Mais le plus grand vide reste assurément celui laissé par le célèbre guide Michel Croz, qui a perdu la vie en redescendant du Cervin (1865) et qui est aujourd’hui enterré à Zermatt. « J’aimerais beaucoup qu’il revienne chez lui, même si c’est un retour symbolique, avoue Claude Marin. C’est essentiel de conserver la mémoire de tous ces anciens. S’ils disparaissaient un jour ou l’autre – ne fut-ce que pour des prétextes aussi futiles que des durées de concession – ce n’est pas seulement le cimetière qui perdrait son âme mais bien toute la vallée. »
Gardienne des lieux
Pour la première fois cette année, tel un refuge, le Biollay a eu droit à sa gardienne. De début juin à fin septembre, Julie Ravanel, secrétaire au club des sports durant la saison hivernale, a ainsi pris ses quartiers d’été au... cimetière. La jeune fille (23 ans), passionnée de lieux de mémoire, avait pour mission d’orienter les visiteurs. Ceux qui recherchaient la tombe d’un proche, mais aussi ceux qui souhaitaient voir où reposent de célèbres alpinistes. « Les monuments les plus prisés sont sans conteste ceux de Gaston Rébuffat, Louis Lachenal ou encore Roger Frison-Roche », souligne Julie Ravanel, qui a régulièrement accompagné du monde dans les allées de l’ancien et du nouveau cimetière. Elle espère que l’initiative sera reconduite en 2009.
Nécropole internationale
Bon nombre d’Anglais, Japonais, Péruviens, Coréens, Allemands, Espagnols et autres étrangers sont aujourd’hui disséminés parmi les quelque 2 300 tombes du Biollay, entre la partie ancienne (1 407 concessions) et la nouvelle, qui date de la fin des années 70 (777 concessions et une centaine d’emplacements au columbarium).
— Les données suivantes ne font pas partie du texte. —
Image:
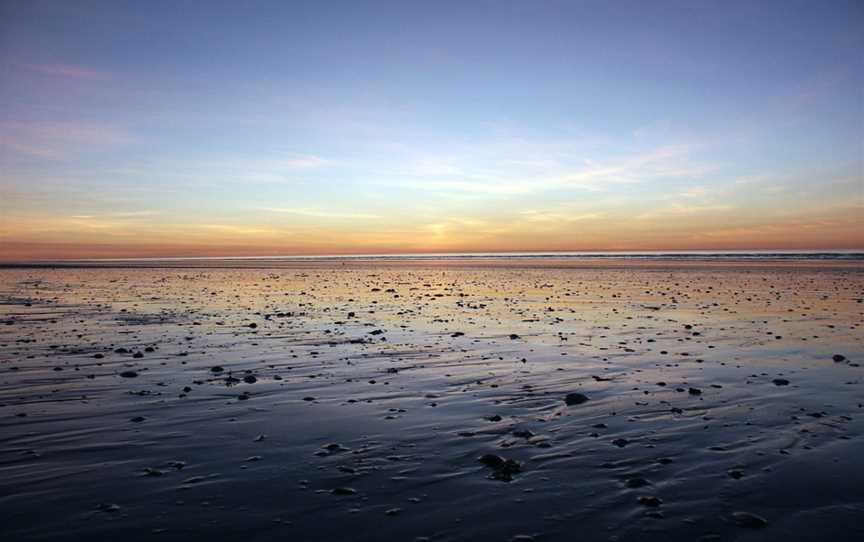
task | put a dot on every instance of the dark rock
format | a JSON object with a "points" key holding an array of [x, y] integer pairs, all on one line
{"points": [[572, 399], [748, 520]]}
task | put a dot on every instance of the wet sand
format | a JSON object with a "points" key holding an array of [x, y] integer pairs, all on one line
{"points": [[433, 401]]}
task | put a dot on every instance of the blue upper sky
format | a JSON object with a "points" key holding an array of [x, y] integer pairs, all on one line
{"points": [[330, 126]]}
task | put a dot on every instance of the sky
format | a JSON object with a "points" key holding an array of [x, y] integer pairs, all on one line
{"points": [[274, 128]]}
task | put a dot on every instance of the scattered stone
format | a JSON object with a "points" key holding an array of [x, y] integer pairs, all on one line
{"points": [[572, 399]]}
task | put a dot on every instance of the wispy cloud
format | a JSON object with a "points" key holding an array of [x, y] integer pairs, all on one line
{"points": [[320, 213], [56, 140]]}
Ce côté « Tour de Babel » est particulièrement palpable là-haut, dans le « carré des alpinistes » sur lequel veillent ces quelques mots de Samivel : « A vous tous, alpinistes ivres d’espaces, de vide et de lumière, qui n’êtes pas revenus de la haute montagne, ces simples signes fixés dans la pierre veulent garder fidèle la trace de votre mémoire... » « Beaucoup de gens viennent visiter ce cimetière pour son caractère montagnard fort, souligne Claude Marin. Il n’y a pas que les proches des victimes. Les Japonais sont des fidèles de l’endroit. L’un d’eux a d’ailleurs apporté une bouteille et un verre de saké à Toru Nakano, un photographe de renom. »
Grandes figures
Dans ce dernier camp de base repose une solide équipe de grimpeurs (Jean Franco, Edouard Frendo, Yannick Seigneur, Lionel Terray, Louis Lachenal...) et de « descendeurs » : James Couttet , François Bonlieu, Michel Bozon, Charles Bozon, Pierre Poncet (celui par qui le monoski a déboulé en Europe). Autant de grandes figures sportives qui côtoient des célébrités artistiques comme les photographes Tairraz, le peintre Marcel Wibault, les compositeurs Seyrig et Zulawski mais aussi les incontournables écrivains Roger Frison-Roche et Gaston Rébuffat, bien que la tombe de ce dernier soit vide aujourd’hui. « Ses cendres étaient ici, indique Claude Marin. Mais un beau jour, sa femme, Françoise, a décidé de les remporter à Cassis. Peut-être estimait-elle que nous n’avions pas honoré son mari comme il se doit ? Mais cela ne fait pas partie de notre politique. Pour nous, dans la mort, tout le monde est à égalité. »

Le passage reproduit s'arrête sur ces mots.